Who do you take home?
Ok, so I am really excited because for the first time since all the Ponytail/Whiskers drama last year, both of them are going to go to a social event with me. It is a group activity to go see a play we all want to go to — Ponytail has invited three additional friends (all polyamorous as well) and I have invited Whiskers.
Since this is going to count as my biweekly date with Whiskers (who I won’t see for another 3-4 weeks after this event) and since I see Ponytail at least twice a week and since Ponytail’s other friends will be there, I figured I would arrive and leave with Whiskers. Since the event is over a month away, I had not discussed the particularities with Whiskers or Ponytail yet, but that was what I was planning on in my head.
Last night, Ponytail asked be what I had in mind for that evening and I told him that I was thinking I would like to go home with Whiskers after the event.
Ponytail is not okay with this — which....I guess I knew that Ponytail would have some feelings about it, but I hadn’t anticipated that he would feel strongly enough about it that he is making it a “thing.”
I don’t know what I’m doing wrong. My logic makes sense to me ....and even if it weren’t logical, it’s my choice, right? I’m not saying, “oh, I would love to go home with you Ponytail, but Whiskers says I can’t....” and I’m not saying “Oh Whiskers and I have *decided* that I am going to go home with him because I don’t see him often enough...” no, I’m saying, “I don’t get to see Whiskers as often as I would like to, so I would like to go home with him after the event.”

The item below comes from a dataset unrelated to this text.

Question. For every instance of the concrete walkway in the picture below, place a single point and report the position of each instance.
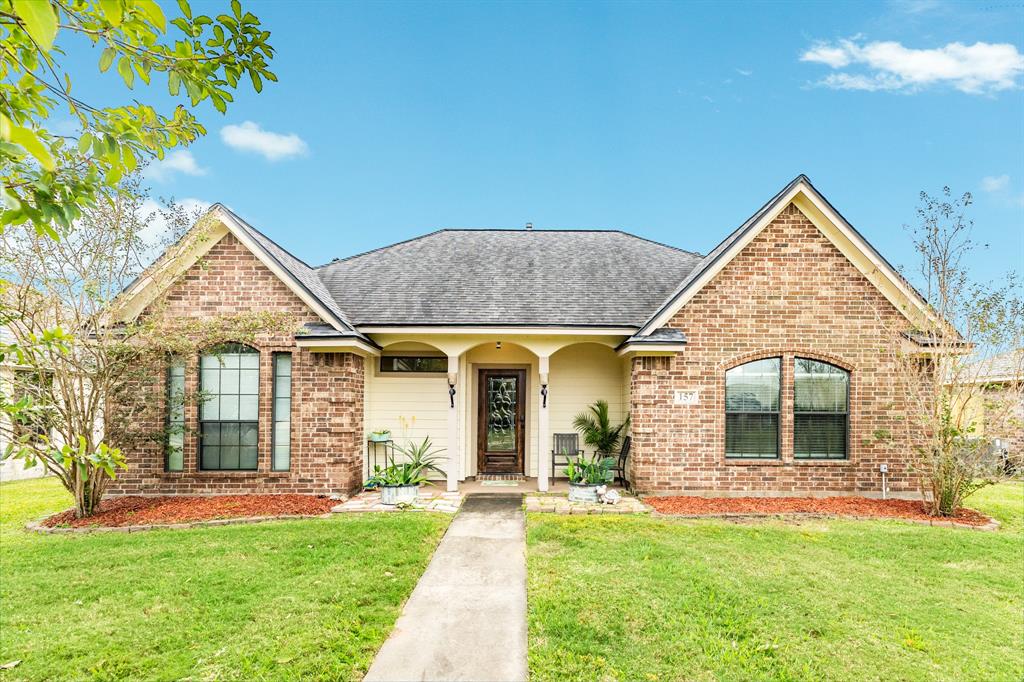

Isn’t that what I’m supposed to do? Take ownership of my own choices?
I feel like this is about to spiral out of control. Because I haven’t even talked to Whiskers about this. But when I tell Whiskers, he is going to say, “Is Ponytail okay with that?” And I will either have to lie or tell him that Ponytail isn’t comfortable — and if I tell him that Ponytail isn’t comfortable then Whiskers will probably feel super uncomfortable too (understandably) and back out of attending.
So my alternative is to just go home with Ponytail. Is that what I should do? It would certainly probably be the most “comfortable” option. But it isn’t what I want and I’m trying to get better at being more direct about what I want...
But on the other hand, this is a big step for both of them. Is it better to just do the option that will make everyone the most comfortable?